評価シートの提出期限が、三日後に迫っていた。

課長になって五年目になるが、この時期の気の重さには、いまだに慣れない。机の上には、部署全員分の評価シートが並んでいる。数字、所見、次期目標。決められた枠に、決められた言葉と数値を入れていく作業だ。──その基準から外れたものは、最初からそこには含まれない。

迷いがない人もいる。

たとえば、少し前に入った高瀬麗香はどうだ。前職は全く異なる業種だったと聞いているが、業務理解は早く、成果も見えやすい。数字にすれば高評価になるし、本人もある程度それを狙って動いている節がある。評価シートは、彼女にとって答え合わせのようなものだ。

一方で、手が止まっているシートが一枚ある。

島本マリ。

社員としての勤続年数はそこそこ長いが、役職はない。担当業務は、誰にでも説明できるほど単純だ。……少なくとも、表から見れば。入力、確認、事務手続き。引き継ぎ、簡易的な手順書作成。欠勤は少なく、遅刻もない。ミスも、特別多いわけではない。

……だからこそ、書けない。

平均点を付ければ、それで済む話なのかもしれない。だが、その平均点が、どうにも嘘くさく感じられた。
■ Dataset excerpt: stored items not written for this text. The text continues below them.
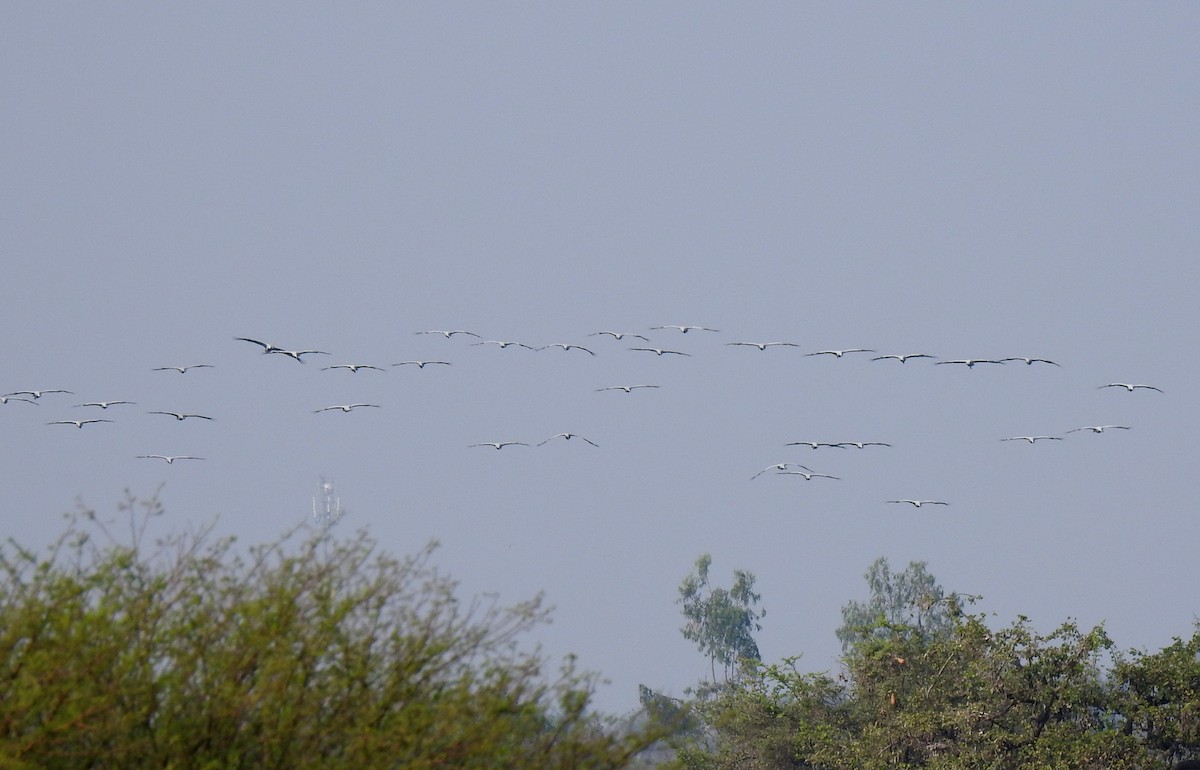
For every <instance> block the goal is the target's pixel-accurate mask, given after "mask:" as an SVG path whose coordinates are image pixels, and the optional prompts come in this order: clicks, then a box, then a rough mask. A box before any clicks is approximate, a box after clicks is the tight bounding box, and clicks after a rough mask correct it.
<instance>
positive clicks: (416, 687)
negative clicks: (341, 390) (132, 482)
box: [0, 500, 654, 770]
mask: <svg viewBox="0 0 1200 770" xmlns="http://www.w3.org/2000/svg"><path fill="white" fill-rule="evenodd" d="M125 509H126V511H127V512H128V515H130V535H128V537H127V542H120V539H118V537H114V536H113V535H112V531H113V529H112V525H110V524H107V523H102V522H100V521H98V519H96V517H95V515H94V513H91V512H85V513H84V516H82V517H77V519H76V521H74V522H73V523H72V524H71V527H70V528H68V529H67V531H66V533H65V534H64V535H62V536H61V537H60V539H59V540H58V541H56V542H55V543H54V546H53V547H52V549H50V551H49V553H48V554H47V555H38V554H37V553H35V552H32V551H30V549H28V548H24V547H22V546H19V545H18V543H16V542H13V541H8V542H7V545H6V546H5V547H4V548H0V768H5V769H16V768H84V766H89V768H96V766H112V768H178V769H197V770H202V769H209V768H222V769H224V768H247V769H248V768H254V769H262V768H281V769H282V768H288V769H295V768H332V769H336V768H355V769H362V768H414V769H420V768H446V766H455V768H476V766H478V768H522V769H524V768H564V769H565V768H622V766H626V765H628V764H629V763H630V762H631V760H632V757H634V756H635V754H636V752H637V751H640V750H641V748H642V747H644V746H647V745H648V744H649V742H652V741H653V739H654V734H653V726H652V727H648V728H647V729H642V730H634V732H614V730H611V729H607V728H605V726H604V724H601V723H600V722H599V721H598V718H596V717H594V716H593V715H592V714H589V711H588V704H589V702H590V694H592V690H593V685H594V678H593V676H590V675H586V674H581V673H578V672H576V670H575V668H574V662H572V661H571V660H568V661H565V662H564V663H563V666H562V669H560V670H559V672H558V673H557V674H554V673H550V674H547V672H546V661H545V660H544V658H542V657H541V656H540V655H538V654H535V652H528V651H523V650H522V649H521V645H520V644H518V642H520V639H521V637H522V636H524V634H526V633H527V632H528V631H530V630H532V628H534V627H535V626H538V625H539V624H542V622H545V621H546V619H547V609H546V607H545V604H544V602H542V597H541V596H538V597H534V598H532V600H529V601H526V602H520V603H516V604H512V606H510V607H503V606H499V604H498V603H497V602H496V601H494V600H482V598H470V600H467V601H463V600H461V598H460V597H458V596H457V585H456V583H455V582H454V580H452V579H450V578H449V577H446V576H445V575H443V573H440V572H439V571H438V570H437V569H436V567H434V565H433V563H432V554H433V552H434V546H433V545H431V546H427V547H426V548H422V549H421V551H420V552H418V553H416V554H414V555H410V557H403V558H396V557H392V555H389V554H388V553H385V552H383V551H382V549H380V548H379V547H378V543H376V542H374V541H373V540H372V539H371V537H370V536H367V535H366V534H365V533H358V534H356V535H354V536H353V537H349V539H337V537H334V536H332V535H331V534H329V533H317V534H310V535H305V534H302V533H299V531H293V533H289V534H287V535H284V536H283V537H282V539H281V540H278V541H276V542H272V543H268V545H264V546H257V547H253V548H250V549H248V551H246V552H245V553H244V554H242V553H239V552H238V551H236V549H235V548H234V547H233V545H234V543H233V540H230V539H223V540H221V539H214V537H212V536H211V531H210V530H209V529H204V530H200V531H196V533H190V534H184V535H175V536H168V537H166V539H162V540H158V541H156V542H155V543H152V545H148V543H146V542H145V533H146V527H148V523H149V521H150V519H151V518H154V517H156V516H158V515H160V513H161V512H162V509H161V506H160V505H158V504H157V501H156V500H150V501H148V503H146V504H145V506H144V510H143V511H142V512H140V513H137V515H136V513H134V506H133V501H132V500H127V501H126V505H125ZM97 535H100V539H98V540H97ZM104 539H107V542H104Z"/></svg>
彼女との面接はもう終わっている。評価シートは、上司である自分からの評価と、本人の自己評価を勘案して決定される。彼女の自己評価は、ごくごく平均……いや、平均よりもあえて低めにつけているようにも見える。

「私、ここができなかったんで、今期は……。」

へへ、と苦笑いしながら、そんなことを言っていた。だが、他からの評価はどうだろう。

マリが休みの日は、部署の空気が微妙にざわつく。

誰かが困ってから気づく。あの人に聞けば早かったな、という種類の困りごとだ。彼女がいれば、事前に小さく片づいていたはずの問題。ちょっとした電話対応、ファイリングされた資料の内容確認。

本当に、些細なことだ。

そんな、数値にできない成果は、サーベイ上では「なかったこと」になる。

新人教育。メンバー間のコミュニケーション。モチベーションコントロール。どれにも当てはまらない。

備考欄を、書いてみては消し。次のメンバーに行っては戻り。そんなことを、繰り返していた。

* * *

その日の午後、私はパート社員への意見聞き取りを行っていた。形式上のヒアリングで、記録には簡単な要約しか残らない。社員向けのサーベイほどは、重視されないものだ。必要かどうかも怪しい。
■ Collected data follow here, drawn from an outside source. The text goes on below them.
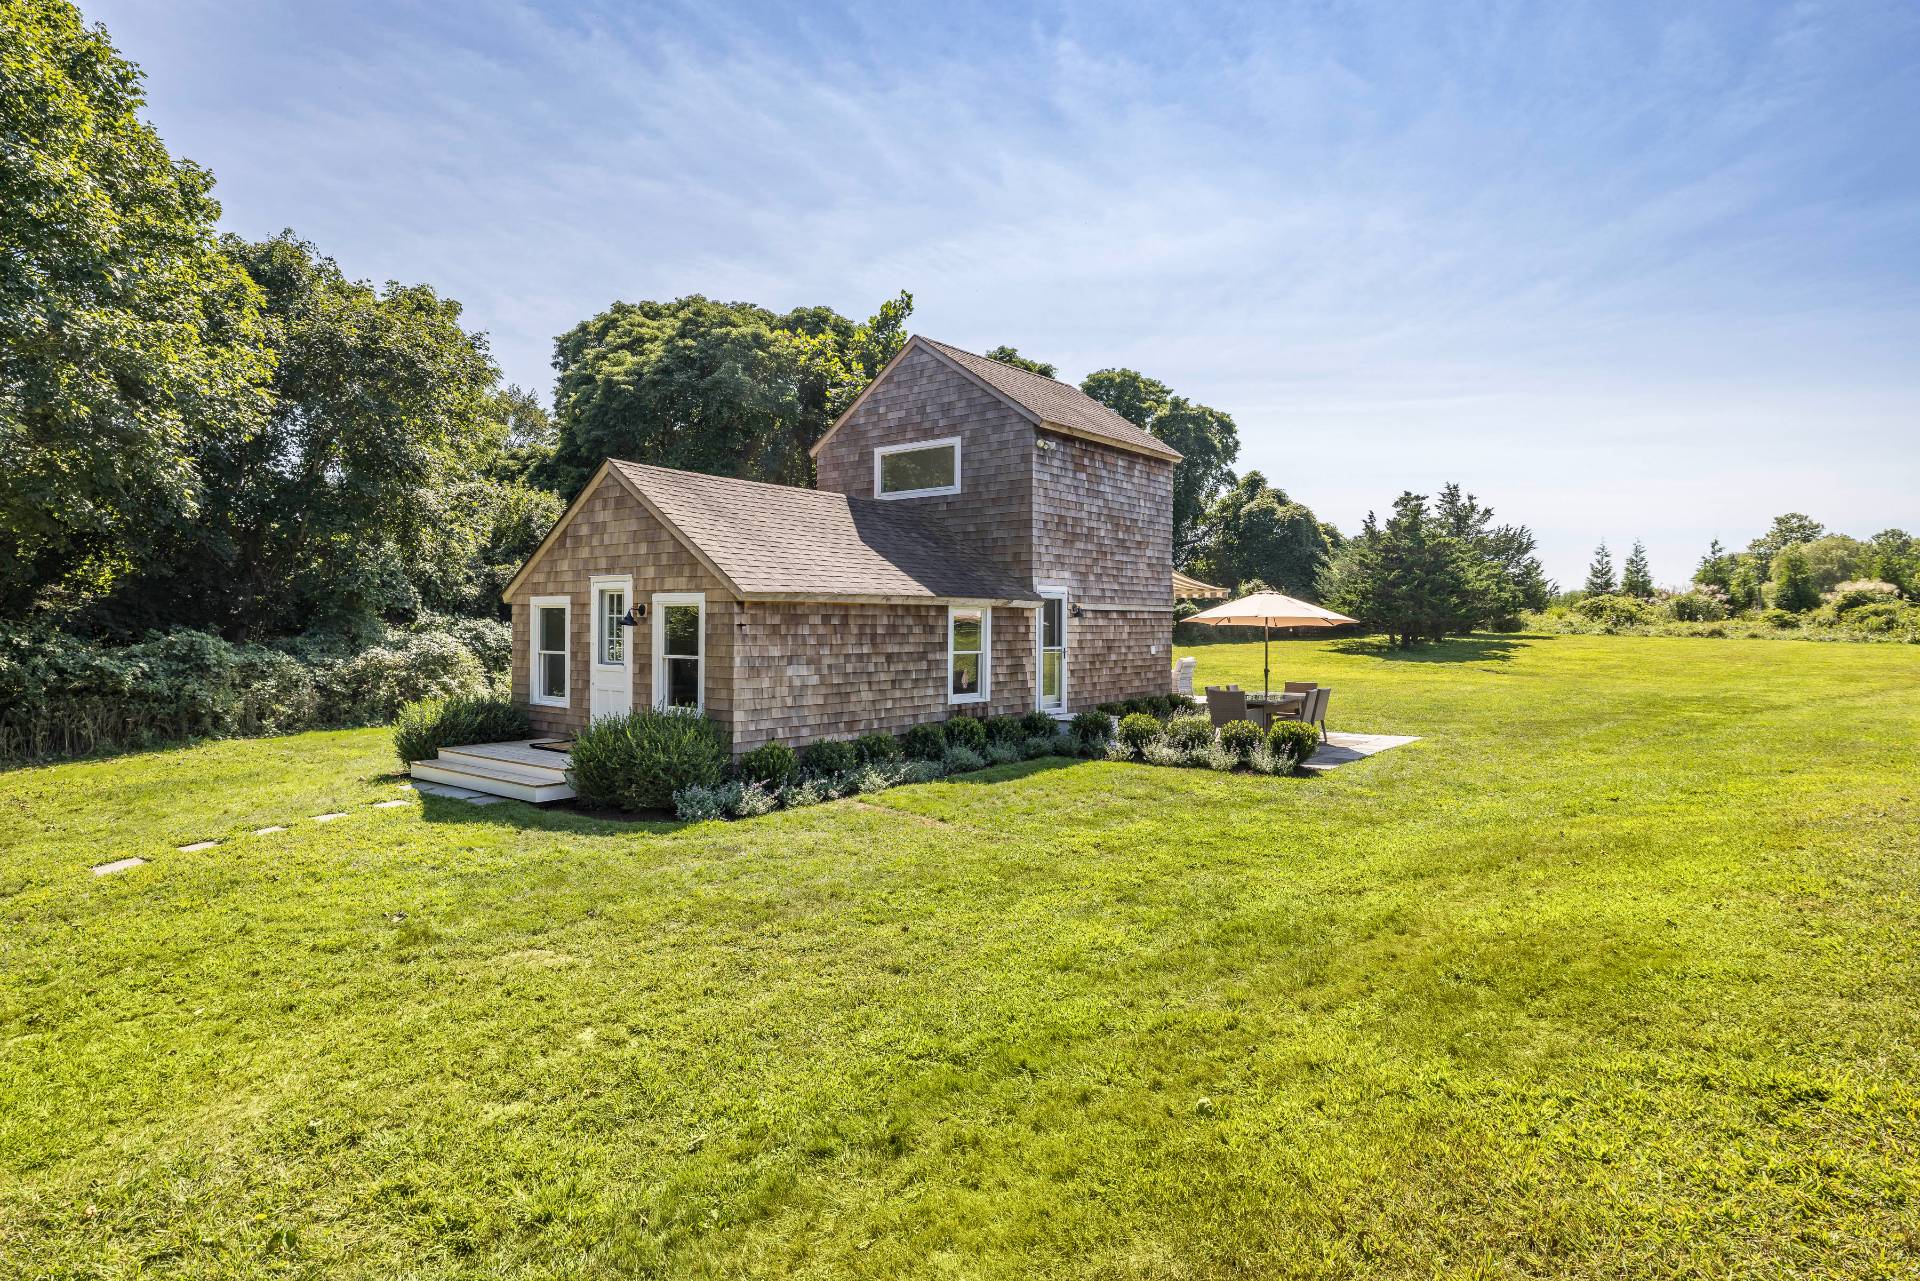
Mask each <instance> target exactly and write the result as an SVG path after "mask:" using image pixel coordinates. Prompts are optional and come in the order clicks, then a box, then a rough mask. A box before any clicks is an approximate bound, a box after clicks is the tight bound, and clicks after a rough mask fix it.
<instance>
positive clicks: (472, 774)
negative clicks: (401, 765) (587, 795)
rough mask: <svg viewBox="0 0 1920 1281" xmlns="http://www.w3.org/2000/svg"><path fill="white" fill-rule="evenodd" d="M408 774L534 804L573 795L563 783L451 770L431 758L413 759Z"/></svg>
mask: <svg viewBox="0 0 1920 1281" xmlns="http://www.w3.org/2000/svg"><path fill="white" fill-rule="evenodd" d="M411 774H413V776H415V778H419V780H424V782H430V784H447V786H449V787H467V789H470V791H484V793H488V795H492V797H511V799H515V801H530V803H534V805H540V803H543V801H564V799H568V797H572V795H574V789H572V787H568V786H566V784H528V782H522V780H516V778H501V776H499V774H476V772H468V770H451V768H447V766H445V764H436V762H434V761H417V762H415V764H413V770H411Z"/></svg>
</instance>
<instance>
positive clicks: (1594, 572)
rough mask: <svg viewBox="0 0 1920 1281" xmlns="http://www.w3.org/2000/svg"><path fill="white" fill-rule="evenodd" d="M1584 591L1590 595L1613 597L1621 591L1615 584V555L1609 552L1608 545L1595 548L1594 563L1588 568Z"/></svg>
mask: <svg viewBox="0 0 1920 1281" xmlns="http://www.w3.org/2000/svg"><path fill="white" fill-rule="evenodd" d="M1582 590H1584V592H1586V593H1588V595H1613V593H1615V592H1617V590H1619V586H1617V584H1615V582H1613V553H1611V551H1607V544H1599V545H1597V547H1594V563H1592V565H1588V567H1586V584H1584V588H1582Z"/></svg>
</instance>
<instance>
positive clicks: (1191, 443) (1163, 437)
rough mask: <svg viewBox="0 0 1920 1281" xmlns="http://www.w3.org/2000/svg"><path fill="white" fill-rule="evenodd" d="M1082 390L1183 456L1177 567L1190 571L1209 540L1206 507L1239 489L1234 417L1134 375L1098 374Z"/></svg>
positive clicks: (1180, 470)
mask: <svg viewBox="0 0 1920 1281" xmlns="http://www.w3.org/2000/svg"><path fill="white" fill-rule="evenodd" d="M1081 390H1083V392H1085V394H1087V396H1091V398H1094V399H1096V401H1100V403H1102V405H1106V407H1108V409H1112V411H1114V413H1117V415H1119V417H1123V419H1127V421H1129V423H1133V424H1135V426H1139V428H1140V430H1144V432H1150V434H1152V436H1154V438H1156V440H1164V442H1165V444H1169V446H1173V447H1175V449H1179V453H1181V461H1179V463H1177V465H1175V467H1173V563H1175V565H1179V567H1181V568H1188V567H1190V563H1192V559H1194V557H1196V555H1198V549H1200V542H1202V538H1204V536H1206V534H1204V530H1202V528H1200V524H1202V519H1204V517H1206V513H1208V507H1210V505H1212V503H1213V501H1215V499H1217V497H1219V495H1221V494H1223V492H1225V490H1227V486H1231V484H1235V478H1233V463H1235V459H1238V457H1240V430H1238V428H1236V426H1235V423H1233V417H1229V415H1227V413H1221V411H1219V409H1210V407H1206V405H1198V403H1194V401H1190V399H1185V398H1181V396H1175V394H1173V392H1171V388H1167V384H1165V382H1160V380H1158V378H1148V376H1146V375H1142V373H1139V371H1133V369H1100V371H1094V373H1091V375H1087V380H1085V382H1081Z"/></svg>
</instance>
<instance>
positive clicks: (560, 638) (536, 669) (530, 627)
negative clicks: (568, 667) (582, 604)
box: [526, 595, 574, 707]
mask: <svg viewBox="0 0 1920 1281" xmlns="http://www.w3.org/2000/svg"><path fill="white" fill-rule="evenodd" d="M572 613H574V603H572V599H570V597H564V595H536V597H534V599H532V601H528V615H526V636H528V643H526V653H528V663H530V668H528V674H526V701H528V703H536V705H538V707H566V689H568V676H570V672H568V670H566V668H568V657H566V638H568V636H570V634H572Z"/></svg>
この評価制度自体がそもそも、弊社社長が過度に信頼を置く、コンサル業者の入れ知恵で作られたものだった。まあ、この会社も、社員に向けて「何かやっている感」を出すのはうまくなってきたように思う。

この日、最後に話を聞いたのは小野寺恭子だった。

彼女は一度社員から外れ、今はパートとして働いている。過去にミスがあり、それを隠したことで小さな損害が出た。処分は妥当だったと、私自身も思っている。

「何か今、困っていることはありますか。」

定型文のような質問に、恭子は首を振った。

「いえ……今は、大丈夫です。」

少し間があってから、彼女は付け足すように言った。

「……島本さんがいるので。」

理由を促すと、恭子は言葉を選びながら話した。

降格してから、居場所がなくなりかけたこと。自分のミスが怖くて、余計に手が止まっていたこと。そんなとき、島本マリが特別なことは何も言わず、当たり前のように声をかけてくれたこと。

「続けてこれたのは……あの人のおかげだと思っています。」

ふっと笑って、彼女はそう言った。私は、ペンを揺らしながら、その言葉をそのまま記録には残せなかった。
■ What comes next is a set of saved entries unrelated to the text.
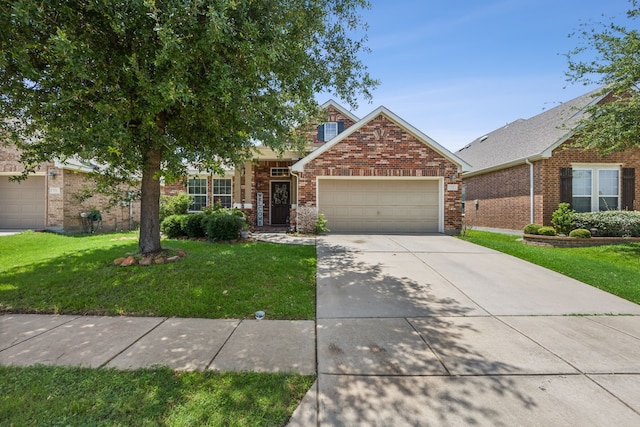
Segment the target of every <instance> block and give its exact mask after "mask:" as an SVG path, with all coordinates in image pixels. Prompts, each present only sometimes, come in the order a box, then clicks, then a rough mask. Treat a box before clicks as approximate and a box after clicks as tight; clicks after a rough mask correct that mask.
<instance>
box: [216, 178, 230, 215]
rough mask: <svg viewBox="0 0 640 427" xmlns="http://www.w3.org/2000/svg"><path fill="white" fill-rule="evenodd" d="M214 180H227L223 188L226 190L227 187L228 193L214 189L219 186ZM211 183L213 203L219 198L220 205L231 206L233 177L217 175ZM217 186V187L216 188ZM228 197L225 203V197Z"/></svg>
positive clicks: (226, 189)
mask: <svg viewBox="0 0 640 427" xmlns="http://www.w3.org/2000/svg"><path fill="white" fill-rule="evenodd" d="M216 181H228V184H227V183H225V186H224V189H225V190H227V189H228V191H229V192H228V193H226V192H225V193H221V192H220V191H216V189H219V188H220V187H219V186H217V185H216V184H217V183H216ZM211 185H212V189H211V191H212V192H213V194H212V196H213V201H214V203H216V202H217V201H218V199H220V200H221V201H222V206H223V207H225V208H230V207H232V206H233V179H231V178H227V177H217V178H213V182H212V183H211ZM216 187H217V188H216ZM227 197H228V200H229V202H228V203H226V200H227V199H226V198H227ZM223 198H224V199H223Z"/></svg>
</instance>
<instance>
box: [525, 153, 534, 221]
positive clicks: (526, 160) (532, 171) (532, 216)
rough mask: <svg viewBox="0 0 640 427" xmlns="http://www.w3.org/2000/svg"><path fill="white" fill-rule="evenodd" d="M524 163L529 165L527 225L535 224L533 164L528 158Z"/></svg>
mask: <svg viewBox="0 0 640 427" xmlns="http://www.w3.org/2000/svg"><path fill="white" fill-rule="evenodd" d="M524 162H525V163H526V164H528V165H529V224H533V223H534V222H535V211H534V209H535V192H534V185H533V181H534V180H533V163H531V162H530V161H529V159H528V158H525V159H524Z"/></svg>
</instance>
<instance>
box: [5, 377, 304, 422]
mask: <svg viewBox="0 0 640 427" xmlns="http://www.w3.org/2000/svg"><path fill="white" fill-rule="evenodd" d="M314 379H315V376H302V375H295V374H264V373H263V374H257V373H252V372H247V373H216V372H212V371H208V372H190V373H186V372H174V371H172V370H170V369H167V368H154V369H139V370H136V371H115V370H111V369H86V368H66V367H53V366H46V367H45V366H36V367H30V368H18V367H3V366H0V390H2V393H0V425H7V426H12V425H14V426H28V425H48V426H53V425H65V426H66V425H74V426H76V425H77V426H101V425H103V426H158V425H162V426H283V425H285V423H286V421H287V419H288V418H289V417H290V416H291V414H292V413H293V411H294V410H295V408H296V407H297V405H298V403H299V402H300V400H301V399H302V397H303V396H304V395H305V393H306V392H307V390H308V389H309V388H310V387H311V385H312V383H313V381H314Z"/></svg>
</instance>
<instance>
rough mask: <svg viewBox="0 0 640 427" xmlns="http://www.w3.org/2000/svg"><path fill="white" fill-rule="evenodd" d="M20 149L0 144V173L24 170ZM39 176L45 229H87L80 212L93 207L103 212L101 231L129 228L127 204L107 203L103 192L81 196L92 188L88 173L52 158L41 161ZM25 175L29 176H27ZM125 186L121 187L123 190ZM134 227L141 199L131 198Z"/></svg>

評価項目に当てはめようとしても、該当欄が見つからない。指導実績……。 あるいはチーム貢献? どれも違う気がした。

その日の夕方、私は副部長の席を訪ねた。

「評価で、少し相談がありまして。」

事情を説明すると、副部長は、ふうん、と短く相槌を打った。

「数値にしづらいタイプか。」
「はい。平均にすることはできます……。でも、それでいいのか迷っていて。」

副部長はしばらく考え、「最終判断は課長に任せる」と言った。体系的に組まれている以上、制度は変えられない。だが、解釈までは特に縛られていない。……私には、そう聞こえた。

私は、マリをもう一度呼んで話を聞くか迷っていた。しかし、呼んだとて、何を聞けばいいのかもわからないのだから、余計に迷う。私の机は、彼女たちの島の端にある。声をかけられれば、すぐ応じられる距離だ。

ふと、廊下を歩いていると、向こうで麗香、マリが話をしているのが見えた。

「いいわよ、マリ。ごみは私が捨てておくから。今日あんた、予定あるんでしょう。」
「うーん、でも。気になっちゃって……。」
「みんな甘えすぎなのよ、あんたに。細かい雑務、持ち回りでやるように私からみんなに言おうか。」
「え~いいよ。勝手にやってんだから。」

そんなやり取りだった。ふたりがこちらに気づく。

「課長。お疲れさまです。」

さっきとは違う、ぱりっとした声が重なる。

「……島本くん、ここのごみはいつも君が?」

「ええと」とマリが言いかけたところで麗香が口を挟んだ。

「そうなんです。私、最初聞いて、びっくりしてしまって。」

ふとそのとき、マリと目が合った。やはりサーベイの面談のときと同じ、困ったような笑顔をしていた。私は、右手を差し出した。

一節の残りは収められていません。